Missouri Attorney General Andrew Bailey has joined a coalition of 33 states in a groundbreaking federal lawsuit filed against Meta, the parent company of Facebook and Instagram. The lawsuit, filed in the U.S District Court for the Northern District of California, alleges that Meta knowingly designed its social media platforms to be addictive to children and teenagers while falsely assuring the public that these platforms were safe for young users.
The complaint, spearheaded by a bipartisan group of attorneys general, asserts that Meta’s business practices flagrantly violate state consumer protection laws and the federal Children’s Online Privacy Protection Act (COPPA). Additionally, the lawsuit contends that these practices exacerbate what the U.S. Surgeon General has described as a “youth mental health crisis.”
Attorney General Bailey expressed his firm commitment to safeguarding the well-being of children, stating, “The last thing we need is for Big Tech giants to make a profit at the expense of our children’s health. We will use every legal tool at our disposal to protect children across the nation.”
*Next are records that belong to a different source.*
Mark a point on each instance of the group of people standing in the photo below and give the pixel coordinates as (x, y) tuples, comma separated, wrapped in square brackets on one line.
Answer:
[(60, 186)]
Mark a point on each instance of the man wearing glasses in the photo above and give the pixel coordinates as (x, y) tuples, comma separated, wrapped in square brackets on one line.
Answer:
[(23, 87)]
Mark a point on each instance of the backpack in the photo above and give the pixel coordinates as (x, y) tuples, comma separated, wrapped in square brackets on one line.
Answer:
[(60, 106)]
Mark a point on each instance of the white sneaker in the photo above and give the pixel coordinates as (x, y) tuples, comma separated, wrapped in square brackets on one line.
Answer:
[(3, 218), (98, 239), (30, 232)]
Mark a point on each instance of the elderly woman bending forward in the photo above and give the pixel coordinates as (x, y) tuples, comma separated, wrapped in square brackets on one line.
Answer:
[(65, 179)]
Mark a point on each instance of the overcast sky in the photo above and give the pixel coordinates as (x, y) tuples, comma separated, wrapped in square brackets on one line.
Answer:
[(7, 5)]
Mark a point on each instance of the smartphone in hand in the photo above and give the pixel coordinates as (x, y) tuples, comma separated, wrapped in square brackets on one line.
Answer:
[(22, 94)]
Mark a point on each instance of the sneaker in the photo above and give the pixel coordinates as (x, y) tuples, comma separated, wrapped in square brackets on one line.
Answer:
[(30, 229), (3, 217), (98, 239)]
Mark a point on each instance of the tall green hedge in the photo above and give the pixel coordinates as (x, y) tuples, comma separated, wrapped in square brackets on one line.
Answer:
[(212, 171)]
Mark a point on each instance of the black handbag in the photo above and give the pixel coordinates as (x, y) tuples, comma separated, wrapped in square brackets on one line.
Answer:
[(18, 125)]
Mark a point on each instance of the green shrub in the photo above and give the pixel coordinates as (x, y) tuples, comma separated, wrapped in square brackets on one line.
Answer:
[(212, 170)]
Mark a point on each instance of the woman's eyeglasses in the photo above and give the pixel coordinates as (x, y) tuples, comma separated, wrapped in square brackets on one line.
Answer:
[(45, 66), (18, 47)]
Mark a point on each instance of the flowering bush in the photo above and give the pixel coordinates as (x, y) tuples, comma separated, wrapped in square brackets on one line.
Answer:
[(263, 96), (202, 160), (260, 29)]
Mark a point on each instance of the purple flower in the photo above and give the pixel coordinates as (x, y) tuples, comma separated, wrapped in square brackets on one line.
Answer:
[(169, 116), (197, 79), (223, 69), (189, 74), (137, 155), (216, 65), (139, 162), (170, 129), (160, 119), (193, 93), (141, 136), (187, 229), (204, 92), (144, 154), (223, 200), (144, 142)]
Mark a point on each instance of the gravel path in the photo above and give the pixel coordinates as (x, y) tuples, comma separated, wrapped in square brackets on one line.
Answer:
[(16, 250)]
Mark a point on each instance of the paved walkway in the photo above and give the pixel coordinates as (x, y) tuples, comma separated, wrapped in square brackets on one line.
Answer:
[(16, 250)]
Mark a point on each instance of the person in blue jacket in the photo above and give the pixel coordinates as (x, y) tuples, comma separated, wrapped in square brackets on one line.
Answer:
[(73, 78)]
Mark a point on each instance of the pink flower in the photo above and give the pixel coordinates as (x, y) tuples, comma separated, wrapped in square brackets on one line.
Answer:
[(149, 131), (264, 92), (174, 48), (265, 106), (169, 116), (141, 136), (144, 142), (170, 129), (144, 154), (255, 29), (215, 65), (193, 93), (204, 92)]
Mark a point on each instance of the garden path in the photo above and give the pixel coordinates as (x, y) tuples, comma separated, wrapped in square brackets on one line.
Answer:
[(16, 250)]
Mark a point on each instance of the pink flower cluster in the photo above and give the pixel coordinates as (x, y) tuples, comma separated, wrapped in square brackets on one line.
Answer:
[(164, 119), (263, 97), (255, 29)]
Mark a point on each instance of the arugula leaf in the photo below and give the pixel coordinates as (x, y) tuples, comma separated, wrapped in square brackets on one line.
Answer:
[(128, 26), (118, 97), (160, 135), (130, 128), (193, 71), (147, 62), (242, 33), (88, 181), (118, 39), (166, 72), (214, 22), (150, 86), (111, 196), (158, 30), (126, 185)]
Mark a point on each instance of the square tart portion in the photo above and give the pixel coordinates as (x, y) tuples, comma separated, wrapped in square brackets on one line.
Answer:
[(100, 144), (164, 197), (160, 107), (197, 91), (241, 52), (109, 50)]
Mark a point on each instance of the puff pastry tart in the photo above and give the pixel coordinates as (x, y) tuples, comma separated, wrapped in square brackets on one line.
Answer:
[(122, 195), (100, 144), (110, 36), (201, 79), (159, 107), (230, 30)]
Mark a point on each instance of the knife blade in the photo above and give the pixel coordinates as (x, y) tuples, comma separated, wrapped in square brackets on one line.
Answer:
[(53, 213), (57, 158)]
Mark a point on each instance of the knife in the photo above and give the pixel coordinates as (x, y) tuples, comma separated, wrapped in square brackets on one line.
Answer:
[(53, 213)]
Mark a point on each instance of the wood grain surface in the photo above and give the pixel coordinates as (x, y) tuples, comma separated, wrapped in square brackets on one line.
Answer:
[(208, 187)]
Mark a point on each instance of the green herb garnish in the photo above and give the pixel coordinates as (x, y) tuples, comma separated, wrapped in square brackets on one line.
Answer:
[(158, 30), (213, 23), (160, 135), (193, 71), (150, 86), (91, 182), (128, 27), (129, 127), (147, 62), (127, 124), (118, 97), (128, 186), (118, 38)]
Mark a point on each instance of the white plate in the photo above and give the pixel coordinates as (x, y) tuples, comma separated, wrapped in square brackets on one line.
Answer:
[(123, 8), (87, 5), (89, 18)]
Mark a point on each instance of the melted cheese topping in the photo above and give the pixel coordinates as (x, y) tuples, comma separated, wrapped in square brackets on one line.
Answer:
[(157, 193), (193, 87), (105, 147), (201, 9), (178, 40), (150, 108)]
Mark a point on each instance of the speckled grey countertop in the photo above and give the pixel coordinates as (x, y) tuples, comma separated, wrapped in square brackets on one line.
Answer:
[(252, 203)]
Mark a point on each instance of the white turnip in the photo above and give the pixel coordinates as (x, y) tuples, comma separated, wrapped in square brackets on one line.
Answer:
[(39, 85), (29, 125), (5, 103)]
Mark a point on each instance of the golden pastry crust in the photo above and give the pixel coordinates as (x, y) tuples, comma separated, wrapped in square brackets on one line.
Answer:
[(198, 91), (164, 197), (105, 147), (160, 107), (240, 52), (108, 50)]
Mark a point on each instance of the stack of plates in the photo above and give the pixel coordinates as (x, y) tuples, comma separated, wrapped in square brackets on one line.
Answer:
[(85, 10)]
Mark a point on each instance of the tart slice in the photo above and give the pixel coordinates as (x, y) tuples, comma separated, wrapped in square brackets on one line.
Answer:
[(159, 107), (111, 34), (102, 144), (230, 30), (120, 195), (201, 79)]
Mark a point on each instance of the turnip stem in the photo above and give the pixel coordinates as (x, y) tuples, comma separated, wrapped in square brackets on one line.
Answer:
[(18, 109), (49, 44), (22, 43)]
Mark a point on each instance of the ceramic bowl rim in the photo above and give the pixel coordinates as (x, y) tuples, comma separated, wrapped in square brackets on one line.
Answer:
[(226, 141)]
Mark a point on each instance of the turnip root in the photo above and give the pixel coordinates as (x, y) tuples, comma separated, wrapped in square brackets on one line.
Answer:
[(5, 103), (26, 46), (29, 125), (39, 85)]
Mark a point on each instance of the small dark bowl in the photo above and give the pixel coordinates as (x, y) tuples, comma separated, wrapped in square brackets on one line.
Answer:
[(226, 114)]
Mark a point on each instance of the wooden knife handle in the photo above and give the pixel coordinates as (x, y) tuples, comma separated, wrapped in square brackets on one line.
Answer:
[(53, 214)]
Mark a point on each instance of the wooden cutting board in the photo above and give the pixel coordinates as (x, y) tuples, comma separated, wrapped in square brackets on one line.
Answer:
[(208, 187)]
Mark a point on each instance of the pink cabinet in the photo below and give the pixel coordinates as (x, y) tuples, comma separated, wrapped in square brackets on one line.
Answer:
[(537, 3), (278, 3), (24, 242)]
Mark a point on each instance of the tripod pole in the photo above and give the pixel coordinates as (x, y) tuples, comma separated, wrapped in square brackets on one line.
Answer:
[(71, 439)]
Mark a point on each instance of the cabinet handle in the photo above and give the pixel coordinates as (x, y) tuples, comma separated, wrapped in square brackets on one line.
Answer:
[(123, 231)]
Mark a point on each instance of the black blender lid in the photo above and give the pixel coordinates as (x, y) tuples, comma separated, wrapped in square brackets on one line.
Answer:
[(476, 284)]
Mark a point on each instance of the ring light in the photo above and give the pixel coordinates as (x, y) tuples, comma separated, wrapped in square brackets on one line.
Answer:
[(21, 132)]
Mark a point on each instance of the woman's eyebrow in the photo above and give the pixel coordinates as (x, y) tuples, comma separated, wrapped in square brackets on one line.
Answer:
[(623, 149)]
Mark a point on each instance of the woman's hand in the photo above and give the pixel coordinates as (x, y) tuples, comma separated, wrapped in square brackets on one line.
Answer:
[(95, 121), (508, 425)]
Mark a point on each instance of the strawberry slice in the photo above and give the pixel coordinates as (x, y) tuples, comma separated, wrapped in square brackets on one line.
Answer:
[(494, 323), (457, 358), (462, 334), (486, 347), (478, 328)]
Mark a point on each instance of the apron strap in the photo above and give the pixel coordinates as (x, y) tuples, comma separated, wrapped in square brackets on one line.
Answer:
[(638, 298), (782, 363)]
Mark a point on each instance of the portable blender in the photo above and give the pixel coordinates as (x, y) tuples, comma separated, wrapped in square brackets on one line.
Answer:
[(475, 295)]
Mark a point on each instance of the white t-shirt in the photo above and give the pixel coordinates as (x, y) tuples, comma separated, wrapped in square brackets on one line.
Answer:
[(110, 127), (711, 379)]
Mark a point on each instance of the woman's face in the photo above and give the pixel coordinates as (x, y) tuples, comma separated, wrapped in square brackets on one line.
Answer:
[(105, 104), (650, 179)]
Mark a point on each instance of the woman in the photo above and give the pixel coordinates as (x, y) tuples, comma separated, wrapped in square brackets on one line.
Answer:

The complaint is based on a wealth of evidence, including confidential proprietary materials and public sources. Former Meta employees have also provided key details that underscore the allegations. Notably, the lawsuit alleges that Meta was aware of young users, including children under 13, actively engaging with their platforms and that the company collected data from these users without obtaining parental consent. Furthermore, Meta was accused of directly targeting these young users.
At the core of the 233-page complaint are Meta’s practices that promote addiction, depriving children of much-needed sleep and interfering with their education. The complaint states that features such as near-constant alerts and infinite scrolling were intentionally designed to addict young people, undermining their physical and mental health. Meta’s platform algorithms allegedly lead users down “rabbit holes,” keeping them glued to the platform for extended periods.
The lawsuit asserts that Meta’s deliberate use of manipulative tactics, like infinite scrolling and constant alerts, entices teens and tweens to repeatedly return to the platforms. Rather than addressing the harm caused by these features and implementing meaningful changes to mitigate the damage, Meta publicly marketed its platforms as safe for young users.
This legal action represents a significant move in the ongoing debate surrounding the influence of tech giants on children and teenagers. The lawsuit seeks to hold Meta accountable for what is perceived as a direct threat to the well-being of the youngest users of social media platforms. As the case unfolds, it may have far-reaching implications for the regulation of tech companies and the protection of young people on digital platforms.